Dave Quinn counted himself among Rizzo’s friends. It started when, as a cop on the Purple district beat, Quinn hit the bottle. Heavy. His wife had kicked him over for a thin-blooded man in a safe job.

“Whatdya wanna give up the living, huh, Davey?” Rizzo said, his dark eyes flaring. “You gotta talent in you for being a good cop. Don’t can it. We need you.”

And finally, with Rizzo’s constant prodding, Quinn managed to claw his way back. If he hadn’t beaten the bottle entirely, at least he was still a cop.

“We got everything wrapped up, Lieutenant,” the sergeant said now.

“Where’s Leroy?”

“In the back. Been bawling for an hour.”

Quinn watched Nick Rizzo’s sheeted body roll out the door on a stretcher and then went through the market to the back room, where Leroy, which is all anyone ever called him, sat like a child banished to the principal’s office. He’d worked as Rizzo’s handyman for the past six months.

If anything, Leroy was bigger than Nick Rizzo. And he was retarded.

“Who would do this, Mr. Quinn?” the big boy-man asked, his eyes still red from crying.

“I don’t know, Leroy.”

“When I come in this morning, I knew soon as I saw the alley door open it was going to be bad.”

Lighting a cigarette, Quinn glanced around the small storage room. Like Nick Rizzo, it was neat. A curtain drawn across a quarter section separated Rizzo’s sleeping quarters. He’d moved in here shortly after his wife died three years ago. Quinn had shared many a cup of tea with Nick Rizzo in this room.

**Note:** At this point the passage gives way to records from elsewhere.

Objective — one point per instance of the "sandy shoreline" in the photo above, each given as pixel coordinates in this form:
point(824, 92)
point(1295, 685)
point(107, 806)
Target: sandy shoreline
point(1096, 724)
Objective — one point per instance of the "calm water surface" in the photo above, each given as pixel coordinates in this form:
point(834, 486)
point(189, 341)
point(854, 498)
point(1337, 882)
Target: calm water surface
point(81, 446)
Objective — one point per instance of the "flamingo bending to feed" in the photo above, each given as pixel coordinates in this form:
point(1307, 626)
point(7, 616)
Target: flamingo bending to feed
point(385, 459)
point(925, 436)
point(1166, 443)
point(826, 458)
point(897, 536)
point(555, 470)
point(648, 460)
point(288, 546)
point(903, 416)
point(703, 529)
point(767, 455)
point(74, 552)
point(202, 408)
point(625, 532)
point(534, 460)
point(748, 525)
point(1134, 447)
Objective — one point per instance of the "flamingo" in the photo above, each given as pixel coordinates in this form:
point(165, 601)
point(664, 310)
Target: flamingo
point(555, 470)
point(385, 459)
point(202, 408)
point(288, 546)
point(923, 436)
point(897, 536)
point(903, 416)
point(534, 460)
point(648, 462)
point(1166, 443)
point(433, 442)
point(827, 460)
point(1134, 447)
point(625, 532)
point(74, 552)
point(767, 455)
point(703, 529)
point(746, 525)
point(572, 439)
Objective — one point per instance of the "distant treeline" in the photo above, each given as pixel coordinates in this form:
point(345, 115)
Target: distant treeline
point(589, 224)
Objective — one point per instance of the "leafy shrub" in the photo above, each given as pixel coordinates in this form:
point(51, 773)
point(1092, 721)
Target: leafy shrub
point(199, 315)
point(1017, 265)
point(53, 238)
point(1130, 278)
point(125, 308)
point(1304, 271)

“You here last night, Leroy?”

“No, sir. I did some sweeping and Nick said I should go home and he’d see me in the morning.”

“And you didn’t touch anything when you came in this morning?”

Leroy shook his head emphatically. “I know better, Mr. Quinn.”

“I know you do, Leroy.”

Quinn felt sorry for the big man. Like the collector of stray dogs he was, Rizzo had hired him off the street after Leroy tried to lift an apple. And like the stray dog he was, Leroy had been devoted to Nick Rizzo. Now, his benefactor dead, Leroy’d be on the bum again.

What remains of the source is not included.